My name is Augie Ristow. My home is Las Vegas, NV. My vocation is as an intentional interim pastor for a Lutheran Church body that believes the Bible is God’s verbally inspired word.
My avocation comes as a result of what I usually found as I entered an interim church. Frankly, sometimes it was not very Christian, certainly not very loving and they weren’t very united in what they wanted to do. My training as an intentional interim pastor helped me see these problems. I knew there had to be a better solution.
My observations told me that there had to be a fundamental change in the hearts of the people and the church. It had to be more than a temporary patch. The change had to be permanent.
It took a while to find an answer to the three problems most interim churches seem to face: not being very Christian, not being very loving and not very united on what they wanted to do. I have been around long enough to know that every pastor, leader and church have the same basic problems – not very Christian, loving, or untied on what they wanted to do.
The answer that I found (amazingly) is God’s Love. It was such a simple answer to solving those three problems! I couldn’t believe it!

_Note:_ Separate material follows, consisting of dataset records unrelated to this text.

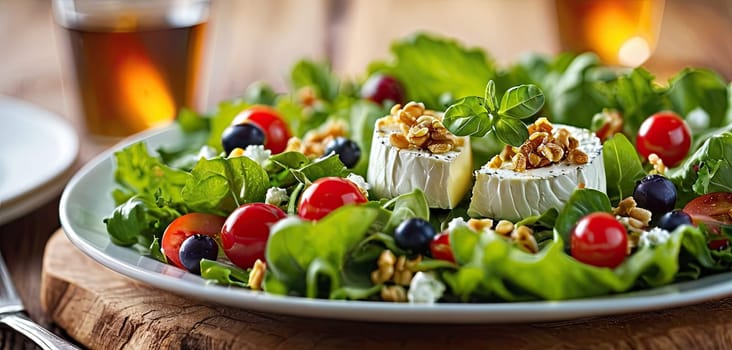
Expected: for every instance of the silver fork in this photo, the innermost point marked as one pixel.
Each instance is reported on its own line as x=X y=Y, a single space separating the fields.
x=12 y=314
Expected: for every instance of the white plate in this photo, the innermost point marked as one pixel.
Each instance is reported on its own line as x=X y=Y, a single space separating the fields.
x=86 y=201
x=38 y=147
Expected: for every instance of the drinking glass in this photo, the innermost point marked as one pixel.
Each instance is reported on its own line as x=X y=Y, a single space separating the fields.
x=136 y=61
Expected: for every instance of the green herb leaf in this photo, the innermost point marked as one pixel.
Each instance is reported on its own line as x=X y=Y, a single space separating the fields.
x=291 y=249
x=468 y=117
x=224 y=274
x=491 y=101
x=430 y=66
x=407 y=206
x=622 y=167
x=521 y=102
x=511 y=131
x=220 y=185
x=707 y=170
x=317 y=76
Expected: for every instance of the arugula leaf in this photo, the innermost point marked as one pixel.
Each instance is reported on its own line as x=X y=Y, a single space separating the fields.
x=220 y=185
x=521 y=102
x=699 y=88
x=329 y=165
x=499 y=271
x=139 y=221
x=468 y=117
x=430 y=66
x=707 y=170
x=317 y=76
x=582 y=202
x=622 y=167
x=407 y=206
x=224 y=274
x=139 y=172
x=292 y=249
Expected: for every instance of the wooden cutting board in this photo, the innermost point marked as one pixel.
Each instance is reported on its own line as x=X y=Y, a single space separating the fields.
x=105 y=310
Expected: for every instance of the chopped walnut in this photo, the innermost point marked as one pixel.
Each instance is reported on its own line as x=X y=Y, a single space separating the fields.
x=419 y=128
x=256 y=276
x=392 y=269
x=315 y=141
x=657 y=162
x=542 y=148
x=634 y=218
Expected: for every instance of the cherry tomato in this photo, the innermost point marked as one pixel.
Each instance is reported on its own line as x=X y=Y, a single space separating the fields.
x=245 y=233
x=599 y=239
x=440 y=247
x=666 y=135
x=715 y=211
x=186 y=226
x=268 y=119
x=327 y=194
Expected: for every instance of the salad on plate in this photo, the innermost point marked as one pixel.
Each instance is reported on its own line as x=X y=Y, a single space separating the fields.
x=441 y=177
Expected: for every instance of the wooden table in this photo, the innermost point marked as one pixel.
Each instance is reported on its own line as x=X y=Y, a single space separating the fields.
x=259 y=40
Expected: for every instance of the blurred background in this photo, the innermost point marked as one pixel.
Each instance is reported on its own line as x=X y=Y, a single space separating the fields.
x=252 y=40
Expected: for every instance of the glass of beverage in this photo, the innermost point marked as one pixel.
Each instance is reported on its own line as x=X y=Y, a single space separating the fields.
x=137 y=61
x=621 y=32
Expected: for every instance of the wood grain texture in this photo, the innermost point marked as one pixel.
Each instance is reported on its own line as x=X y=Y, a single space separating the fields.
x=105 y=310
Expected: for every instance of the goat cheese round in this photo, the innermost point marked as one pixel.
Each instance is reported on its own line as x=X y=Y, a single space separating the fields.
x=444 y=178
x=511 y=195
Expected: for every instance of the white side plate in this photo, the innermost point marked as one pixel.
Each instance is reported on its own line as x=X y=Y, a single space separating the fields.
x=38 y=147
x=86 y=201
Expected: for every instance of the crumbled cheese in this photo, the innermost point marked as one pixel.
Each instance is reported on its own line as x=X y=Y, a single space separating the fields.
x=257 y=153
x=360 y=182
x=207 y=152
x=425 y=289
x=456 y=223
x=276 y=196
x=656 y=236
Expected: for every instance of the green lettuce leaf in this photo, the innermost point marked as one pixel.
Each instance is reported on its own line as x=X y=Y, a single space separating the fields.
x=299 y=252
x=139 y=221
x=499 y=271
x=622 y=167
x=430 y=67
x=707 y=170
x=137 y=171
x=220 y=185
x=224 y=274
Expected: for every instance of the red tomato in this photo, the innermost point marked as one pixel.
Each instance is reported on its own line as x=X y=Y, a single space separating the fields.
x=186 y=226
x=440 y=247
x=246 y=231
x=327 y=194
x=599 y=239
x=715 y=211
x=266 y=118
x=666 y=135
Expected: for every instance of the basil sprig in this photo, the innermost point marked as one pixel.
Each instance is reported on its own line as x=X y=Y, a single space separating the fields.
x=478 y=116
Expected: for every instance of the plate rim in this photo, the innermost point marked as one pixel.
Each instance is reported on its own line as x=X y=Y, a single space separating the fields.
x=50 y=185
x=374 y=311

Teaching Christian pastors, leaders and members of God’s Agape Love became my avocation. Some like to poke at me and call me Pastor Agape instead of Pastor Augie!
You might say, “Well I tell people to love all the time!” So did I, but it never worked! Because it did not work I began a decades long journey to find out if the love of the Bible is the same as the love I was talking about. What I discovered was truly a spiritual revelation!
I wrote about what I discovered in my first book, “Agape, the Forgotten Teaching of Jesus.” God’s Love is called Agape. And Agape is used every time the New Testament speaks of God’s Love, the reason why He Loves us, what His Love does in our lives and the greatest revelation – God pours His Agape Love into our heart. It is right there in Romans 5:5.
As I studied more, I found out that Agape was used over 260 times in the New Testament, roughly a hundred times less than the other important word in the New Testament – faith. I discovered that in our Savior’s last will and testament of John 13-17, Agape is used over thirty times. The same is true in 1 John. So Agape must be important. I share the importance of this in my second book, “Agape – A New Theology.”
Here is what I came across in my study of Agape. God is Agape Love. When He created man, He placed this very same Love into man. We have agape, but by virtue of sin, it is corrupted. Our agape changed into a very selfish and self-centered love. I believe that our corrupted love is the cause for many of the problems we have in our lives and in our church.